This here, Perfect Copy Fendi Calf Hair Mama Bag Baguette Brown Bag, online store, they say. What a mouthful, huh? Sounds like a whole lotta fancy words for a purse. But my granddaughter, she’s always on that there internet, she says it’s all the rage. Says everyone wants one of these Fendi things.
So, I seen this here bag online. They call it a “Mama Baguette”. Now, I like me a good baguette, the bread kind, you know? Crispy on the outside, soft on the inside. But this here is a purse. Don’t make much sense to me, callin’ a purse a baguette. But what do I know? I ain’t no fancy city gal.
This Fendi Baguette, they say it’s brown. Plain old brown. Like the dirt out back, after it rains. Nothin’ special ’bout the color, if you ask me. But they say it is special. Said it is made of calf hair. Calf hair! Can you believe that? Poor little baby cows. Hope they don’t hurt ’em gettin’ that hair. Sounds kinda weird, puttin’ animal hair on a purse.
- Perfect Copy Fendi Calf Hair Mama Bag
- Brown Bag
- Online Store
- Calf Hair
- Mama Baguette
They got all kinds of these Fendi things online. Micro Bags, they call some of ’em. Tiny little things. What you gonna put in there? A couple of pennies and a stick of gum? Then they got Minibags. Still small. And Clutches. Sounds like somethin’ you do when you’re about to fall. And Boston Bags. I ain’t never been to Boston, but I reckon they like big bags there? Don’t make a lick of sense.
Now, this Copy Fendi Bag, they say it’s a “copy”. Means it ain’t the real deal, I guess. Like when you copy your neighbor’s answers on a test. But they say it’s a “perfect” copy. So maybe it’s okay? I don’t know nothin’ about these things. My granddaughter, she says you gotta be careful online. Lots of folks tryin’ to trick ya. Sellin’ ya fake stuff.
I seen a whole bunch of these Fendi Mama Baguette things for sale. Different places, different prices. Some are new, some are used. Like hand-me-downs, I reckon. Just like my old clothes. Nothin’ wrong with used, long as it’s still good. My granddaughter she is always looking for deals. Said she is saving her money.
This Calf Hair Mama Bag, it’s got a strap, I seen. So you can sling it over your shoulder. That’s good, I guess. Keep your hands free for other things. Like shooing flies or carrying groceries. Or maybe hold your phone. My granddaughter, she’s always on that phone. She says these Fendi bags are popular on the phone.
They say this bag, this Perfect Copy Fendi Calf Hair Mama Bag Baguette Brown Bag, is “authentic”. I don’t know what it means. Means it’s real, even though it’s a copy? Confusin’, ain’t it? Like when you see two peas in a pod, look the same but they ain’t the same pea. My head is spinning just thinking about it.

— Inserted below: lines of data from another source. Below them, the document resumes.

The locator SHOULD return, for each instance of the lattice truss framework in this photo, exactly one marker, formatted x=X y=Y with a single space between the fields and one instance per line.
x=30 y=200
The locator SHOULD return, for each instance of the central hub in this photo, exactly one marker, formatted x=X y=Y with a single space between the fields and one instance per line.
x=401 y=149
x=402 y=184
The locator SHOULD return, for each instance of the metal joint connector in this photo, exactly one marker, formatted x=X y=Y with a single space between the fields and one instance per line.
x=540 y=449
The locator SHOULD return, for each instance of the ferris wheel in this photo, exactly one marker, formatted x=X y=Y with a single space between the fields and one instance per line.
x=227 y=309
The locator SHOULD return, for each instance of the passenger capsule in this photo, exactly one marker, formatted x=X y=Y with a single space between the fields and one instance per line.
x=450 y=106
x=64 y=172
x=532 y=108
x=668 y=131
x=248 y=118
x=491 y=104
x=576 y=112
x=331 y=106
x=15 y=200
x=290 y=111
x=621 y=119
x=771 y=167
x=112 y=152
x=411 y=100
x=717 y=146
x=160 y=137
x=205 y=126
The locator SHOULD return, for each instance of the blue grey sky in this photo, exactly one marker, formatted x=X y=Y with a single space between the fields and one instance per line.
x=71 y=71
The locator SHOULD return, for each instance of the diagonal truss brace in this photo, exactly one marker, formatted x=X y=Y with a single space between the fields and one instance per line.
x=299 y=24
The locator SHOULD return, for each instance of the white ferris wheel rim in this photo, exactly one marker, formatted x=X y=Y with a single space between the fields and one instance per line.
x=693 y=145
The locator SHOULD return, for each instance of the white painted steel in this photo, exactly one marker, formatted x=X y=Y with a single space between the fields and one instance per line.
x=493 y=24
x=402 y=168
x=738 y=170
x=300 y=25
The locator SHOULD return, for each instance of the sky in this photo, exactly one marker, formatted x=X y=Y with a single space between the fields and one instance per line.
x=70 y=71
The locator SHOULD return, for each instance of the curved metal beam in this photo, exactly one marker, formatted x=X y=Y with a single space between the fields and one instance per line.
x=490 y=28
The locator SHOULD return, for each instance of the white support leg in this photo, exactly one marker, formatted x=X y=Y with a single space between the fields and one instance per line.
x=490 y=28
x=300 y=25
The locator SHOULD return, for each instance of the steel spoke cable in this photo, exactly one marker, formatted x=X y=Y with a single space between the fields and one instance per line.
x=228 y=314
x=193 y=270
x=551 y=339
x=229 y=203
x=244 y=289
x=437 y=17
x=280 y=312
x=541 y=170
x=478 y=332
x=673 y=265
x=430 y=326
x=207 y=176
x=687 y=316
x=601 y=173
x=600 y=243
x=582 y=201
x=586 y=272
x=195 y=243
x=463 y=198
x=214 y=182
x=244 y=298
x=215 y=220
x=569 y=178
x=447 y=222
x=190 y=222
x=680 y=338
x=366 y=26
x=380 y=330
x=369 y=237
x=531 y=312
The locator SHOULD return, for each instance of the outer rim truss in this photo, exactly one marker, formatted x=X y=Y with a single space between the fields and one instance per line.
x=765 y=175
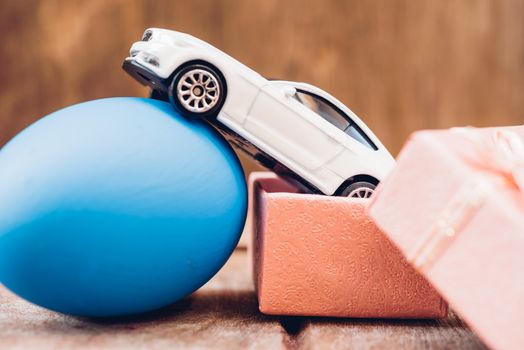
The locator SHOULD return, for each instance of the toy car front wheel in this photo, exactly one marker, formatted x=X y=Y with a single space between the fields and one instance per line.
x=359 y=189
x=198 y=90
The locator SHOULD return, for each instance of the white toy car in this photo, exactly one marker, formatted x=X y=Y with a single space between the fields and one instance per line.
x=295 y=129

I seen on one of them online stores, they got this Origami thing, too. Origami is that paper foldin’, right? My granddaughter used to do that. Made little birds and things. Now they got a Fendi Origami Bag. They say it changes from a tote bag to a bucket bag. Well, ain’t that somethin’? Like them transformer toys my grandson used to play with. I swear these young folk and their fancy things. Always inventing new things.
If you want one of these Copy Fendi Bag things, you gotta look online, I guess. That’s where everyone’s buyin’ and sellin’ these days. Just be careful, that’s all I gotta say. Don’t be fooled by fancy words and shiny pictures. Make sure you know what you’re gettin’. This old lady ain’t got money to waste on no fake Fendi Calf Hair purse. You work hard for your money, don’t throw it away.
Well, I reckon that’s all I got to say about this Perfect Copy Fendi Calf Hair Mama Bag Baguette Brown Bag. It’s a purse. It is brown. Made of calf hair. You can buy it online. Seems like a lot of fuss for a bag to carry your stuff in. But what do I know? I’m just an old lady. I’m gonna go have me a real baguette now. The eatin’ kind.